Con queste parole lo scrittore marocchino Tahar Ben Jelloun si rivolgeva alla comunità musulmana dopo l’omicidio di padre Jacques Hamel nella sua chiesa a Rouen, in Francia, pochi giorni dopo l’attentato di Nizza.

Appello che arrivava dopo diversi casi in cui i terroristi venivano nascosti da una rete di amici, conoscenti e familiari nelle città dove vivevano. Come nel caso di Salah Abdeslam, uno degli attentatori sopravvissuti agli attacchi di Parigi del 13 novembre, arrestato a marzo a Bruxelles, nascosto da altri tre uomini nel quartiere dove aveva vissuto per mesi.

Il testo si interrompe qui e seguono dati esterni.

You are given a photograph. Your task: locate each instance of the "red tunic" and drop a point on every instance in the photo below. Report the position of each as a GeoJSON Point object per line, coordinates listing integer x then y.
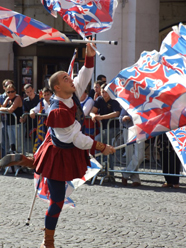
{"type": "Point", "coordinates": [58, 163]}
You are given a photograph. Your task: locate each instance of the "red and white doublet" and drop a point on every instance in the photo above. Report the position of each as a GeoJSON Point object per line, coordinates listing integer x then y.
{"type": "Point", "coordinates": [65, 164]}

Sembrano quasi aver udito l’appello di Ben Jelloun, invece, i siriani che hanno denunciato e portato all’arresto il loro connazionale e presunto terrorista Jabar Albakr, che era riuscito a sfuggire al blitz delle forze speciali tedesche nella cittadina della Sassonia dove risiedeva. Dopo la fuga, l’uomo era arrivato a Lipsia. Alla stazione aveva incontrato un siriano e gli aveva chiesto ospitalità. Passata qualche ora, Albakr è stato riconosciuto grazie alle foto segnaletiche e l’uomo che lo aveva portato nel suo appartamento, con l’aiuto di altri due rifugiati, lo ha legato e ha chiamato la polizia. “Ero furibondo con lui, non puoi fare questo a un Paese che ti ha accolto”, ha dichiarato uno di loro.

Da queste parole emerge il sempre più stretto legame tra risposte alla crisi migratoria, narrazione dell’Islam e fondamentalismo. “Abbiamo paura perché proviamo rabbia - scriveva a luglio Ben Jelloun -. Ma la nostra rabbia è l’inizio di una resistenza, anzi di un cambiamento radicale di ciò che l’Islam è in Europa. Se l’Europa ci ha accolti, è perché aveva bisogno della nostra forza lavoro, di dare un volto umano all’immigrazione. Perciò dobbiamo adattarci al diritto e alle leggi della Repubblica”. Se la risposta europea all’immigrazione non sarà l’emarginazione di queste persone, i profughi potranno addirittura diventare uno “scudo” contro l’Isis, come ha dimostrato il coraggio dei tre siriani a Lipsia.

A pochi giorni dalla battaglia di Mosul, che secondo diversi commentatori indebolirà ancora di più l’Isis sul terreno militare, diventa sempre più urgente la battaglia culturale contro il fondamentalismo, affinché i giovani - che, come ha ricordato più volte il professore francese Olivier Roy, sono di fronte a una vera e propria crisi “spirituale”, dovuta alla mancanza di utopie e ideali - non cadano in una nuova forma di radicalismo. Fondamentale sarà non solo trasmettere un Islam calato nel paesaggio culturale europeo, ma anche comprendere chi sono e cosa vogliono gli uomini che si avvicinano il terrorismo, per poter offrire alternative alla scelta di morte e di annientamento dell’altro.